All behavior can be rationalized as EU maximization
Suppose we have access to the entire policy of an agent, that is, given any universe-history, we know what action the agent will take. Can we tell whether the agent is an EU maximizer?
Actually, no matter what the policy is, we can view the agent as an EU maximizer. The construction is simple: the agent can be thought as optimizing the utility function U, where U(h, a) = 1 if the policy would take action a given history h, else 0. Here I’m assuming that U is defined over histories that are composed of states/observations and actions. The actual policy gets 1 utility at every timestep; any other policy gets less than this, so the given policy perfectly maximizes this utility function.
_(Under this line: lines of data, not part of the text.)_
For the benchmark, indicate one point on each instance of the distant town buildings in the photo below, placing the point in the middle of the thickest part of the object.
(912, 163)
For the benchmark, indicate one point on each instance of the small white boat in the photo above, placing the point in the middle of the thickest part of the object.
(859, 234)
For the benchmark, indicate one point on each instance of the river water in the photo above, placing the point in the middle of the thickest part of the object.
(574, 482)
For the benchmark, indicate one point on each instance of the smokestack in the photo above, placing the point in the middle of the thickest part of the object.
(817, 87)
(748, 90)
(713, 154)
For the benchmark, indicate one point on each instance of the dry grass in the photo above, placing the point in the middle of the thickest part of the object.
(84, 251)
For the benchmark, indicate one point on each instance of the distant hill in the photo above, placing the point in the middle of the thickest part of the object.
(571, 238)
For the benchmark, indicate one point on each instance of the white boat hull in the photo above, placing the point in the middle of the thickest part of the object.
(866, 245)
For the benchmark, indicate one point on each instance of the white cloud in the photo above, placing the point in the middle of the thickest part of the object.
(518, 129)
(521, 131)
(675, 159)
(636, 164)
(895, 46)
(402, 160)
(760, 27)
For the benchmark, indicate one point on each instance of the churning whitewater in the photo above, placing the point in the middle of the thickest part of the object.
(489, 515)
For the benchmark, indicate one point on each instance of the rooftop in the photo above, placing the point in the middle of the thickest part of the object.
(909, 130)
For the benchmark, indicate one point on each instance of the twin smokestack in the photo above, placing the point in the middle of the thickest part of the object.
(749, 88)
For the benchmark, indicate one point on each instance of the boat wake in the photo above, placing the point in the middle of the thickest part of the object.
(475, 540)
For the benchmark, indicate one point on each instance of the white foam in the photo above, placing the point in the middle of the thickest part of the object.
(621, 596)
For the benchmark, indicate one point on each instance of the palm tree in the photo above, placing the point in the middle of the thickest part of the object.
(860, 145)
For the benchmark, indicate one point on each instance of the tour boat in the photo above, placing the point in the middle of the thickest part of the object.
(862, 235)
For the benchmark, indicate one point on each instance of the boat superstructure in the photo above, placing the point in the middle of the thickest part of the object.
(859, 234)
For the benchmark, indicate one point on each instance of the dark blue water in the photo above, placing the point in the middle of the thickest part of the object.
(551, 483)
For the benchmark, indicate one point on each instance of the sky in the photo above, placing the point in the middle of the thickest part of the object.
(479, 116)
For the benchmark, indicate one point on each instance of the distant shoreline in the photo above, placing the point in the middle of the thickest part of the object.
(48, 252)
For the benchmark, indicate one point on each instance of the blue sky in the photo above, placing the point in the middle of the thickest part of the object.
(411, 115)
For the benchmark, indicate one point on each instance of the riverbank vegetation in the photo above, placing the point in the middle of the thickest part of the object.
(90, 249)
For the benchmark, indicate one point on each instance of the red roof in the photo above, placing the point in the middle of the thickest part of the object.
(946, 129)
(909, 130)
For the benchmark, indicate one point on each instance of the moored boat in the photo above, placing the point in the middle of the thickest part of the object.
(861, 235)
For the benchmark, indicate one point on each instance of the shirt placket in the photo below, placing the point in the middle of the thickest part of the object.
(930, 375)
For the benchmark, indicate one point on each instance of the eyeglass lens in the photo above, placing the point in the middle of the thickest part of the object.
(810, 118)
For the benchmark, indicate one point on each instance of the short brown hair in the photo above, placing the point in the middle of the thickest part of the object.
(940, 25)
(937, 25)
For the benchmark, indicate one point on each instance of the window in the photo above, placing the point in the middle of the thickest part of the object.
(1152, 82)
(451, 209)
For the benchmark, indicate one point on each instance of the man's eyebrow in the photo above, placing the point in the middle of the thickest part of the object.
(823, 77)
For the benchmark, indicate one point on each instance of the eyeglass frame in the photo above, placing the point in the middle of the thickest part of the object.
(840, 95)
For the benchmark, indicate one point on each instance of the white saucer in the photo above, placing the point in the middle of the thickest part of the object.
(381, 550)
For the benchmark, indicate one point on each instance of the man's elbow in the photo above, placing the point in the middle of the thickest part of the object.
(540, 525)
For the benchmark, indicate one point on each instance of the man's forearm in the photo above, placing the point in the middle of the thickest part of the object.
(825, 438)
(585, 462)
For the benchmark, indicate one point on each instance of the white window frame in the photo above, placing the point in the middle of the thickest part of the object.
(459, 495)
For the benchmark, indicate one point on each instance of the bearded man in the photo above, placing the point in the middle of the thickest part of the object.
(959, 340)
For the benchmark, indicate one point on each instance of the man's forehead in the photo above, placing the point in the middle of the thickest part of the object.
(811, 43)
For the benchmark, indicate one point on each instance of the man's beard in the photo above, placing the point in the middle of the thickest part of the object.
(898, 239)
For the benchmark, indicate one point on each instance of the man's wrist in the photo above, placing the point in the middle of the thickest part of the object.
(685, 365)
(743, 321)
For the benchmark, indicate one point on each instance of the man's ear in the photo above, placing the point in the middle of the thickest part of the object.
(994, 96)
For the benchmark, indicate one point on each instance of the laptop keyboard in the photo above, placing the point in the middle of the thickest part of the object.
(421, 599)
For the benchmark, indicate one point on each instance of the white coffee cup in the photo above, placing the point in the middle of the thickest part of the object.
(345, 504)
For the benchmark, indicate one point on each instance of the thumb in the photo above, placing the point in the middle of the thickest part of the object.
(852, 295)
This construction has been given before, eg. at the bottom of page 6 of this paper. (I think I’ve seen it before too, but I can’t remember where.)
But wouldn’t this suggest that the VNM theorem has no content? Well, we assumed that we were looking at the policy of the agent, which led to a universe-history deterministically. We didn’t have access to any probabilities. Given a particular action, we knew exactly what the next state would be. Most of the axioms of the VNM theorem make reference to lotteries and probabilities -- if the world is deterministic, then the axioms simply say that the agent must have transitive preferences over outcomes. Given that we can only observe the agent choose one history over another, we can trivially construct a transitive preference ordering by saying that the chosen history is higher in the preference ordering than the one that was not chosen. This is essentially the construction we gave above.
What then is the purpose of the VNM theorem? It tells you how to behave if you have probabilistic beliefs about the world, as well as a complete and consistent preference ordering over outcomes. This turns out to be not very interesting when “outcomes” refers to “universe-histories”. It can be more interesting when “outcomes” refers to world states instead (that is, snapshots of what the world looks like at a particular time), but utility functions over states/snapshots can’t capture everything we’re interested in, and there’s no reason to take as an assumption that an AI system will have a utility function over states/snapshots.
There are no coherence arguments that say you must have goal-directed behavior
Not all behavior can be thought of as goal-directed (primarily because I allowed the category to be defined by fuzzy intuitions rather than something more formal). Consider the following examples:
- A robot that constantly twitches
- The agent that always chooses the action that starts with the letter “A”
- The agent that follows the policy <policy> where for every history the corresponding action in <policy> is generated randomly.
These are not goal-directed by my “definition”. However, they can all be modeled as expected utility maximizers, and there isn’t any particular way that you can exploit any of these agents. Indeed, it seems hard to model the twitching robot or the policy-following agent as having any preferences at all, so the notion of “exploiting” them doesn’t make much sense.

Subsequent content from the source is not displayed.